Full-bandwidth Eliashberg theory of superconductivity beyond Migdal's approximation

TL;DR

This paper numerically solves the full-bandwidth, anisotropic Eliashberg equations including vertex corrections to better understand non-adiabatic effects on superconductivity, revealing their variable impact depending on system parameters.

Contribution

It introduces a fully numerical solution of non-adiabatic Eliashberg equations with vertex corrections for a one-band system, surpassing previous approximations.

Findings

Non-adiabatic effects on the superconducting gap vary with system parameters.

Vertex corrections can positively, negatively, or negligibly influence superconductivity.

The study highlights the importance of beyond-approximation methods for accurate superconductivity modeling.

Abstract

We solve the anisotropic, full-bandwidth and non-adiabatic Eliashberg equations for phonon-mediated superconductivity by fully including the first vertex correction in the electronic self-energy.

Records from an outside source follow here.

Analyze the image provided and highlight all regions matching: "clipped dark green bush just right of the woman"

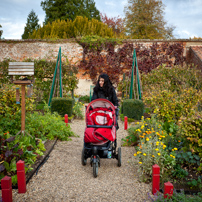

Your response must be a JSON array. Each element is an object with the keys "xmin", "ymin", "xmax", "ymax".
[{"xmin": 123, "ymin": 99, "xmax": 144, "ymax": 120}]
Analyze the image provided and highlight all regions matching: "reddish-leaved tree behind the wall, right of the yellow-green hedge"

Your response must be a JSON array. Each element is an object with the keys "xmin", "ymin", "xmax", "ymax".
[{"xmin": 100, "ymin": 13, "xmax": 125, "ymax": 37}]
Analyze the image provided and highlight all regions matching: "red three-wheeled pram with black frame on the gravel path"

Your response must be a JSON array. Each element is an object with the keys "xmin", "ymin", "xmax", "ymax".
[{"xmin": 81, "ymin": 99, "xmax": 121, "ymax": 177}]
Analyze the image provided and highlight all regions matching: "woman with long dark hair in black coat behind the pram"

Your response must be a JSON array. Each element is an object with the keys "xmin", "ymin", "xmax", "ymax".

The non-adiabatic equations are solved numerically here without further approximations, for a one-band model system. We compare the results to those that we obtain by adiabatic full-bandwidth, as well as Fermi-surface restricted Eliashberg-theory calculations. We find that non-adiabatic contributions to the superconducting gap can be positive, negative or negligible, depending on the dimensionality of the considered system, the degree of non-adiabaticity, and the coupling strength. We further examine non-adiabatic effects on the transition temperature and the electron-phonon coupling constant. Our treatment emphasizes the importance of overcoming previously employed approximations in estimating the impact of vertex corrections on superconductivity and opens a pathway to systematically study vertex correction effects in systems such as high-$T_c$, flat band and low-carrier density superconductors.